Date: Thu, 25 Mar 2004 21:52:33 +0000 (GMT)

> > The programmer can decide which information is essential and which is
> > not, which is something a machine can't do.
> > 
> > If you want to keep a fixed background color on all platforms, maybe 
> > because yours is a yellow post-it application and you want all
> > windows to have a yellow background, you can do it.
> > 
> > If you just want to create a window with a standard background, you
> > don't put the background color in the file.
> > 
> ...
> > 
> > Do you store the background color of windows ?  If yes, you are
> > storing a platform-specific detail in the file.  If not, you are not
> > giving to the programmer the possibility of forcing a special
> > background color for his/her windows.
> 
> I just did snip out these two sections of your posting as they point to 
> an interesting point in the Apple keyed encoding NIB files. The standard 
> answer to your question would of course be to store the named colour 
> system/windowbackground to handle this special case.

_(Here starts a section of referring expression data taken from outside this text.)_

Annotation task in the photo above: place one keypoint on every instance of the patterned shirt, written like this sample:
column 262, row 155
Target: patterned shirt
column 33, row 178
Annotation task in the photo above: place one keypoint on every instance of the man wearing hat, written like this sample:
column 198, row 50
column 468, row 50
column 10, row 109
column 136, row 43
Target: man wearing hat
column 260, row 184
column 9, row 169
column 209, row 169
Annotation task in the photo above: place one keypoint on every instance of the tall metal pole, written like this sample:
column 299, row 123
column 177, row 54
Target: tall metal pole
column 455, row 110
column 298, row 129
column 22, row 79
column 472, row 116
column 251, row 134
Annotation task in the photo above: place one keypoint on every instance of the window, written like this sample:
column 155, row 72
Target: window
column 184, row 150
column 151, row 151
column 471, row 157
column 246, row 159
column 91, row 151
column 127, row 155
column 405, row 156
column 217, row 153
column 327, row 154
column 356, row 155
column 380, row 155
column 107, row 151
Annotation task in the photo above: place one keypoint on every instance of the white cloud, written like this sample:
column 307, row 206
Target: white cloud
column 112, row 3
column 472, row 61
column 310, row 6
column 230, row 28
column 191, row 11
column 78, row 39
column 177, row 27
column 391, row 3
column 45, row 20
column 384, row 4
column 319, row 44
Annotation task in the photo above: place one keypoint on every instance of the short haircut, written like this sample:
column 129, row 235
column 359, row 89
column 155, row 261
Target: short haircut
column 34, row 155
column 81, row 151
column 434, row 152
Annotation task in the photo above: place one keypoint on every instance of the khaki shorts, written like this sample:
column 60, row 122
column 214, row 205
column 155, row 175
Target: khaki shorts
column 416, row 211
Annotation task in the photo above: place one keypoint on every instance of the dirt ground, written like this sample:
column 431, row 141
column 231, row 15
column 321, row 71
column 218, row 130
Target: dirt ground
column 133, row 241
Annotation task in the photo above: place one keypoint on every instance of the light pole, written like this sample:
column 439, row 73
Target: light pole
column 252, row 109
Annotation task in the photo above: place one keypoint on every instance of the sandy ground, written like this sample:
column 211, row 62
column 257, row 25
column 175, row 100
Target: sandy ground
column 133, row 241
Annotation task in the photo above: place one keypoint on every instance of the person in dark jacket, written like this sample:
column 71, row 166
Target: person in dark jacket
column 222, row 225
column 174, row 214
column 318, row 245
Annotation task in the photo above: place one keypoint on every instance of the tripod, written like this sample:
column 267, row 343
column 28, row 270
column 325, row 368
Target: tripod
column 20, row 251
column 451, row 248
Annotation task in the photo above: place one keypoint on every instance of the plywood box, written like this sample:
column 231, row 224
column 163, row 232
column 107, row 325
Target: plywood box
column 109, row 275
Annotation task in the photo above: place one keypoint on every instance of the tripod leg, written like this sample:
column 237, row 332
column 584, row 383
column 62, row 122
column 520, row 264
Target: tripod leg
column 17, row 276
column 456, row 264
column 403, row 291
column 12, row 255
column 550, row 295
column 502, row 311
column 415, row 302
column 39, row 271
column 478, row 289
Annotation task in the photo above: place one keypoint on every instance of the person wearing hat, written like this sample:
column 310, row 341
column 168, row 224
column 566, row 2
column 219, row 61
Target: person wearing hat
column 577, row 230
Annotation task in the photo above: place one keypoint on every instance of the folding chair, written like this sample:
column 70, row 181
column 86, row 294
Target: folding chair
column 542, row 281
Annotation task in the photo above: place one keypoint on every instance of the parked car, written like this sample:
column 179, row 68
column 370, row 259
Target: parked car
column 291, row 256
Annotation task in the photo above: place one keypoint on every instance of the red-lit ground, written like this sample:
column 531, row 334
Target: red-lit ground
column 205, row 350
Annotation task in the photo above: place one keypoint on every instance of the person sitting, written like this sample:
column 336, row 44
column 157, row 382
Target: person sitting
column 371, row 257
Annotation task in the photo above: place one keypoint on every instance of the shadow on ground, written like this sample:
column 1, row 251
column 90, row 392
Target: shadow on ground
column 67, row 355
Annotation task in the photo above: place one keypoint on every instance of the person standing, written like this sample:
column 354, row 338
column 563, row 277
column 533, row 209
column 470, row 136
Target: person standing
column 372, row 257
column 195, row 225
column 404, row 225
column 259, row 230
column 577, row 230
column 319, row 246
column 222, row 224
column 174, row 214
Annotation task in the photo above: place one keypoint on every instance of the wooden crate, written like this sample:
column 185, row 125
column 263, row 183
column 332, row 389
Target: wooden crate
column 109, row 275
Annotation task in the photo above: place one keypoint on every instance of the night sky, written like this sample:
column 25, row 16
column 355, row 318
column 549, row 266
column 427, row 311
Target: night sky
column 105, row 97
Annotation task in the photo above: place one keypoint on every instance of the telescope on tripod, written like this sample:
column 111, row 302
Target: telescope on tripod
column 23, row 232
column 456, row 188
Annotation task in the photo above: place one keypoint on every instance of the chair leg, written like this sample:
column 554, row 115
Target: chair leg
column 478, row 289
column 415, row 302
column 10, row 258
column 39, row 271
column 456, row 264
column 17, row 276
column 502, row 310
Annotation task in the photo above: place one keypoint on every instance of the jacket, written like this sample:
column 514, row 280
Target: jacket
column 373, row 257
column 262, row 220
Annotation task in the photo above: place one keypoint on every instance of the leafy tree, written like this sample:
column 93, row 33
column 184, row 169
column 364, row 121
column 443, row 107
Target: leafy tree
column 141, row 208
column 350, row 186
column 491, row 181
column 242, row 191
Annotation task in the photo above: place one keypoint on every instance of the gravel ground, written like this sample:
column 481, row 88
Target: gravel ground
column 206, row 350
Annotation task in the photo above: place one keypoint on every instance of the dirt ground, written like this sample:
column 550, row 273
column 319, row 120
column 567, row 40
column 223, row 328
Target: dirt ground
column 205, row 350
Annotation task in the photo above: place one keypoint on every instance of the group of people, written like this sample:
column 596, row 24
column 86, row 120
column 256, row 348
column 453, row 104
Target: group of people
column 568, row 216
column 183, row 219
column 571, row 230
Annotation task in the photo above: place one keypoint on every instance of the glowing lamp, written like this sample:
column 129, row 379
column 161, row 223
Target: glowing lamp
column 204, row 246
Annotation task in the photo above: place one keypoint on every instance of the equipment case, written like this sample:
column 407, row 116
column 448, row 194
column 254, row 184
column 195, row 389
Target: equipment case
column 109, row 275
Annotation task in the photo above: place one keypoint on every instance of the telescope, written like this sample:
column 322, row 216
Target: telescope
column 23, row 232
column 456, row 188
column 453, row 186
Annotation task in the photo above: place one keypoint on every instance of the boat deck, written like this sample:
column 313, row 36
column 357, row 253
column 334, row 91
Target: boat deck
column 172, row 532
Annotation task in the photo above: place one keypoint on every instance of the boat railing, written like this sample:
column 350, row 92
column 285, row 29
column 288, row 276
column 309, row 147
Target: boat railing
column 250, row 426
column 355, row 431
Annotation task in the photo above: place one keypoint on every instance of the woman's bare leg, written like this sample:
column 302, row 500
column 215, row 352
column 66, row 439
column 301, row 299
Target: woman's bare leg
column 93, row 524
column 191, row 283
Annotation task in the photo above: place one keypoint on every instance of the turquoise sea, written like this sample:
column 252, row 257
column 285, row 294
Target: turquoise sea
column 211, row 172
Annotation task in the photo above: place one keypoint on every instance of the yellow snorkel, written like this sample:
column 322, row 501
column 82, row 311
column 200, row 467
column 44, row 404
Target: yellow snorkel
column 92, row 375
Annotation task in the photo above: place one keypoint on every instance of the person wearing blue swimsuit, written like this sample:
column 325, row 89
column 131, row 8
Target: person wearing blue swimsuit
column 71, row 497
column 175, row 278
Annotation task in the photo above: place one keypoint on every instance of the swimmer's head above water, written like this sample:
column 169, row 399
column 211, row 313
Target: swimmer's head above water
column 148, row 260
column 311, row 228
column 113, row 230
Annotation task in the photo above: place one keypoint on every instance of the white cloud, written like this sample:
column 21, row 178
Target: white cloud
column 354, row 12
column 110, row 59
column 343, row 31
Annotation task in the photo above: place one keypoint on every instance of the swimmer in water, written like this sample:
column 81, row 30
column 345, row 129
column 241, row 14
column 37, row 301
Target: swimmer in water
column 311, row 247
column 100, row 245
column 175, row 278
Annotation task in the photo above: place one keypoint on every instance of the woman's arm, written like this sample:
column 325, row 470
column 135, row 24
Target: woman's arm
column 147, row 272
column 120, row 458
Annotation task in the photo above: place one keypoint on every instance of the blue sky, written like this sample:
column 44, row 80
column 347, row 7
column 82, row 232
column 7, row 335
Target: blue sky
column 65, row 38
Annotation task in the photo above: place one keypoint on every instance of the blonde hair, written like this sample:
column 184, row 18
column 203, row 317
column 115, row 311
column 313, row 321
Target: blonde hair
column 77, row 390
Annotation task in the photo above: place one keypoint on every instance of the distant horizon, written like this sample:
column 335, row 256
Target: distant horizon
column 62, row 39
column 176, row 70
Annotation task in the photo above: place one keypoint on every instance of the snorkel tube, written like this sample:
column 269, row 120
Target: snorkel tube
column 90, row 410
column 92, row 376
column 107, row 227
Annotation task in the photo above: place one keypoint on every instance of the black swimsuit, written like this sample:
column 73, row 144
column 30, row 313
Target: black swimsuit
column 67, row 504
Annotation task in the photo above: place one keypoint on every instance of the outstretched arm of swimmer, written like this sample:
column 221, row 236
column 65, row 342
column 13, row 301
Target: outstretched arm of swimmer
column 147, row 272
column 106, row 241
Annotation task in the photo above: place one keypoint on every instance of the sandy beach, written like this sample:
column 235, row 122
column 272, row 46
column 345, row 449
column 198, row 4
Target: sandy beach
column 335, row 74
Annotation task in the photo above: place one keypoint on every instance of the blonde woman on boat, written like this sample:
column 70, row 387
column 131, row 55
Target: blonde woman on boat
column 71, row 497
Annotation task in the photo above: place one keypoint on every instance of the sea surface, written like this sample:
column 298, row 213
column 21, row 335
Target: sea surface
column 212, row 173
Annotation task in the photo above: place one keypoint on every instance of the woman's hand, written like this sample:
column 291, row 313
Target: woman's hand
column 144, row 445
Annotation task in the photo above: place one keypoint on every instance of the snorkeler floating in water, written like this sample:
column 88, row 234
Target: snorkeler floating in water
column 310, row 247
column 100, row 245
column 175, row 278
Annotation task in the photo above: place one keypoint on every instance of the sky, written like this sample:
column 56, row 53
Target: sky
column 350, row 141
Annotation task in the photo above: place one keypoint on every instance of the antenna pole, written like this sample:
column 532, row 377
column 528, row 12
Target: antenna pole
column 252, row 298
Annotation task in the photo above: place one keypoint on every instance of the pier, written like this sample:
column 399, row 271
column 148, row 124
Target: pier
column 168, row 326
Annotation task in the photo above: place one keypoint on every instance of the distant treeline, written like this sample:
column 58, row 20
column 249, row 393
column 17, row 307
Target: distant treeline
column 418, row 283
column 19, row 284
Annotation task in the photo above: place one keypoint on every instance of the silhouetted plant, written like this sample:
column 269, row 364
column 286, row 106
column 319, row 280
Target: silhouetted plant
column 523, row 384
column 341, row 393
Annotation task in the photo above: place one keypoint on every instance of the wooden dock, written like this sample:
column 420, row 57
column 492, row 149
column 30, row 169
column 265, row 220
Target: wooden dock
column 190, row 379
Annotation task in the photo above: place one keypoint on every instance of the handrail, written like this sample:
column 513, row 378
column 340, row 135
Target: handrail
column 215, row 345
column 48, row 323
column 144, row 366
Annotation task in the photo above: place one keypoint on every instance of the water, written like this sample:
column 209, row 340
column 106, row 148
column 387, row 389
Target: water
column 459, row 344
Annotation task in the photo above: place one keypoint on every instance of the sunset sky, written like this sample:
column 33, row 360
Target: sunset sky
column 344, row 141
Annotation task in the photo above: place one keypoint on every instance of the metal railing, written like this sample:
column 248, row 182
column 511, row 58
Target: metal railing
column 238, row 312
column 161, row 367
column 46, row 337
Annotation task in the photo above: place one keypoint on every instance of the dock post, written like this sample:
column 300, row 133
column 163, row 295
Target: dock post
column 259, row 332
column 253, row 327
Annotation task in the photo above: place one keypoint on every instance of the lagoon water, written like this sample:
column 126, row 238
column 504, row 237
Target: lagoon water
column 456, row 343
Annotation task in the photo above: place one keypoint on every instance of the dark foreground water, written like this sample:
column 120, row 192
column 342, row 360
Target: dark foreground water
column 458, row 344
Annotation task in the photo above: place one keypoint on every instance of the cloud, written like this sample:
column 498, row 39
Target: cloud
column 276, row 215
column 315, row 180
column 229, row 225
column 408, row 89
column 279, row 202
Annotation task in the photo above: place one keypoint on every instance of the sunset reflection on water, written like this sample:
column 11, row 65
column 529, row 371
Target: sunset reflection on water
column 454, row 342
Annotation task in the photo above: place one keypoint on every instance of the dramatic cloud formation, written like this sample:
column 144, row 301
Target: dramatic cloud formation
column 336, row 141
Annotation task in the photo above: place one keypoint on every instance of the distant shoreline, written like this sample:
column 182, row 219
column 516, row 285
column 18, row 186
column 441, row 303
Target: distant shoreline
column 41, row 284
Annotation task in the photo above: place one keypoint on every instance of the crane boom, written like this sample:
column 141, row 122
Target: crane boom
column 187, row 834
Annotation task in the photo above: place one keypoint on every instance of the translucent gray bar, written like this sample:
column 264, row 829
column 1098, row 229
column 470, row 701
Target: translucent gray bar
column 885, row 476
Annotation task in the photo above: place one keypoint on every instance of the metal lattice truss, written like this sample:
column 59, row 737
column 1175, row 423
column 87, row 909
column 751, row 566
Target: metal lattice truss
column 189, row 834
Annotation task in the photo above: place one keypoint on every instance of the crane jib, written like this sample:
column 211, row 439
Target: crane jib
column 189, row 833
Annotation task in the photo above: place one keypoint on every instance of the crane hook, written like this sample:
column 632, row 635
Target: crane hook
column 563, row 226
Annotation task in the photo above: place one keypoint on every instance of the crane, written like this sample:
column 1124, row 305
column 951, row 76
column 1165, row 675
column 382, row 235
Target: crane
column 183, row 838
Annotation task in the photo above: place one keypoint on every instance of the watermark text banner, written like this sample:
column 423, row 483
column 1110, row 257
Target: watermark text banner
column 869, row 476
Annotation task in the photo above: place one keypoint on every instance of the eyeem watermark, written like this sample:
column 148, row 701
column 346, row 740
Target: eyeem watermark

But interestingly 
> this is not what Apple does most of the times. They seem to have a 
> clever algorithm to decide what to put into the NIB file and what to 
> leave out. Fields that have their standard values are normally not 
> encoded at all, so on a different target machine the default values 
> there will be used. This concept works for a lot more things than just 
> colours and fonts, which we could easyly handle specifically. If you 
> look through an XML NIB file you will see that only a minimal set of 
> attributes for each object are stored.